- Promotional release poster
- Spanish: Mi querida señorita
- Directed by: Fernando G. Molina
- Written by: Alana S. Portero
- Based on: Mi querida señorita by José Luis Borau and Jaime de Armiñán
- Produced by: Javier Ambrossi; Javier Calvo;
- Starring: Elisabeth Martínez
- Cinematography: Carlos Rigo Bellver
- Edited by: Verónica Callón
- Music by: Álex de Lucas; Zahara;
- Production company: Suma Content
- Distributed by: Tripictures
- Release dates: 8 March 2026 (Málaga); 17 April 2026 (Spain);
- Running time: 113 minutes
- Country: Spain
- Language: Spanish

= My Dearest Señorita (2026 film) =

My Dearest Señorita (Mi querida señorita) is a 2026 Spanish drama film directed by Fernando G. Molina and written by Alana S. Portero based on the 1972 film of the same name. Led by newcomer Elisabeth Martínez, the cast also features Anna Castillo, Paco León, and Nagore Aranburu, among others.

The film world premiered at the 29th Málaga Film Festival on 8 March 2026 ahead of a limited theatrical release in Spain by Tripictures on 17 April 2026 and a Netflix streaming release on 1 May 2026.

== Plot ==
In 1999 Pamplona, only child Adela, raised in a conservative background, overprotected by their mother, and unaware of their intersexuality, starts a journey of self-discovery that takes them to Madrid.

== Production ==
Written by Alana S. Portero, My Dearest Señorita is a free adaptation of the 1972 film Mi querida señorita, written in turn by Jaime de Armiñán and José Luis Borau. The project was first unveiled by Netflix in February 2024 as a project to be produced by Los Javis (Javier Ambrossi and Javier Calvo). It was later pitched by the streaming platform in September 2024 at the 72nd San Sebastián International Film Festival within a slate of future Spanish original films, with Netflix reporting the director and screenwriter to be respectively Fernando G. Molina and Alana S. Portero.

The film is a Suma Content (Javier Ambrossi and Javier Calvo) production for Netflix. Shooting began on 3 February 2025 in Pamplona, Navarre. On 6 February 2025, Netflix announced the main cast members, including Elisabeth Martínez (portraying the protagonist of the film), as well as Anna Castillo, Paco León, Nagore Aranburu, Manu Ríos, Eneko Sagardoy, Lola Rodríguez, María Galiana, and Delphina Bianco.
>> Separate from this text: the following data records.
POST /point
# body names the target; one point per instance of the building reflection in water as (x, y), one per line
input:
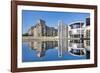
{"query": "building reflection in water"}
(42, 46)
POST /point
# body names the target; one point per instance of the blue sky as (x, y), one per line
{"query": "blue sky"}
(30, 18)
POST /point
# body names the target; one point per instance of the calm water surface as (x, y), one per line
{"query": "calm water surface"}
(29, 54)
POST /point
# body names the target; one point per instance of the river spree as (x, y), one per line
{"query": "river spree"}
(45, 51)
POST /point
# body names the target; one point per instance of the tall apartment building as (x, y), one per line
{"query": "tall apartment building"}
(41, 29)
(76, 35)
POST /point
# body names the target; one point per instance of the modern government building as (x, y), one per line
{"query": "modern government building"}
(74, 37)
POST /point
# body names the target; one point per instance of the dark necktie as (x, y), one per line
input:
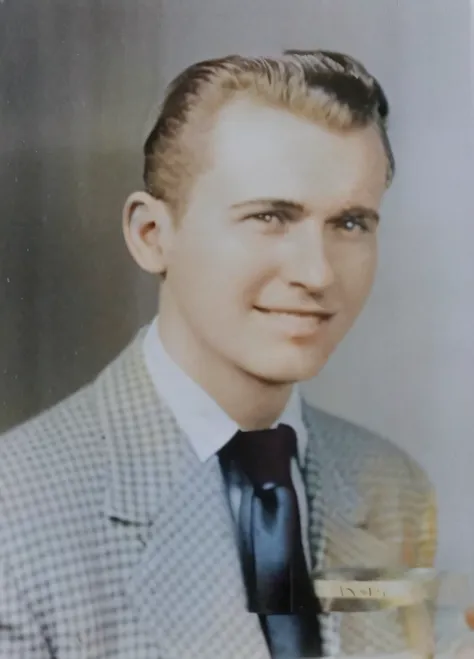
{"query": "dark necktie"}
(276, 576)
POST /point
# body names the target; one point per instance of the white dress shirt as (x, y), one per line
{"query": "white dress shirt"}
(209, 428)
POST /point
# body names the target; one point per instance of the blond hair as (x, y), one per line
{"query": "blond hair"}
(326, 87)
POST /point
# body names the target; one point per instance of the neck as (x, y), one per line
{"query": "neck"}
(251, 402)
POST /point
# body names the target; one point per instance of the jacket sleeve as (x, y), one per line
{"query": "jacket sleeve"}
(420, 551)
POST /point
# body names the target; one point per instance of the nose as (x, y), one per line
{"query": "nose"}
(310, 264)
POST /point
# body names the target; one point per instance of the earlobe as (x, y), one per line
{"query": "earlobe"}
(146, 224)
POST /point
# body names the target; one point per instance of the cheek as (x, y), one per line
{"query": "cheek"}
(356, 274)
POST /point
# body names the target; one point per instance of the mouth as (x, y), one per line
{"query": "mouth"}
(298, 323)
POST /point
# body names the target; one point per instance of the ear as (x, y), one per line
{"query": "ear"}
(147, 228)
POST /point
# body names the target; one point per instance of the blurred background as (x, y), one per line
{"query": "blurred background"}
(80, 85)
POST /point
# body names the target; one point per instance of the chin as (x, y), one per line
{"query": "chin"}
(288, 369)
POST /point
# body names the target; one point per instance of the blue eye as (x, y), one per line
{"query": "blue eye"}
(351, 224)
(271, 216)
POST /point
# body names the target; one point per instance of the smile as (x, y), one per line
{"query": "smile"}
(297, 324)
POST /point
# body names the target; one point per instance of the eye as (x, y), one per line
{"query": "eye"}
(271, 217)
(352, 224)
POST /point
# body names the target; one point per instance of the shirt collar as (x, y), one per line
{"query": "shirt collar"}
(206, 424)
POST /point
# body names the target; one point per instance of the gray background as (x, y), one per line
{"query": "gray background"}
(79, 87)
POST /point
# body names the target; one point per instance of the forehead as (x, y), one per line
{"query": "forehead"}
(259, 151)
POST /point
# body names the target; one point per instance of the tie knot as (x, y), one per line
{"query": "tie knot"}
(264, 456)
According to Molina, doing the portrayal of intersex reality with an intersex leading actress (Martínez) was key for the project since its inception as well as a casting challenge.

Carlos Rigo Bellver served as director of photography, choosing an ARRI Alexa 35 and Panavision G Series lenses. Shooting was halted in its tenth day in the wake of a health issue suffered by Molina. Shooting resumed the following week in Madrid. Álex de Lucas and Zahara were behind the music score.

== Release ==

Director Fernando González Molina and lead actress Elisabeth Martínez attending the 2026 Málaga Film Festival

The film had its world premiere in the official selection of the 29th Málaga Film Festival on 8 March 2026. It will receive a theatrical release in Spain on 17 April 2026 by Tripictures ahead of its 1 May 2026 streaming debut on Netflix.

== Reception ==

Eduardo Parra of La Opinión de Málaga considered that although the film works, it is overly explanatory "and in that well-intentioned transparency, part of the mystery, pain and modernity of the Spanish classic is lost".

Raquel Hernández Luján of HobbyConsolas gave the film a 50-point score, lamenting that despite its good ideas and intentions, the film overreaches and is often guilty of lapsing into an "excessive didacticism".

Carmen L. Lobo of La Razón gave the film a 3-star rating, praising its first half as the best thing about the film, while noting that León's character is not very believable.

Javier Ocaña of El País singled out as the best thing about the film how it tells (almost) exactly the same story [as the original one], but in a different way, as a product of our time, otherwise pointing out that Portero's script is not afraid to be constantly rhetorical and explanatory.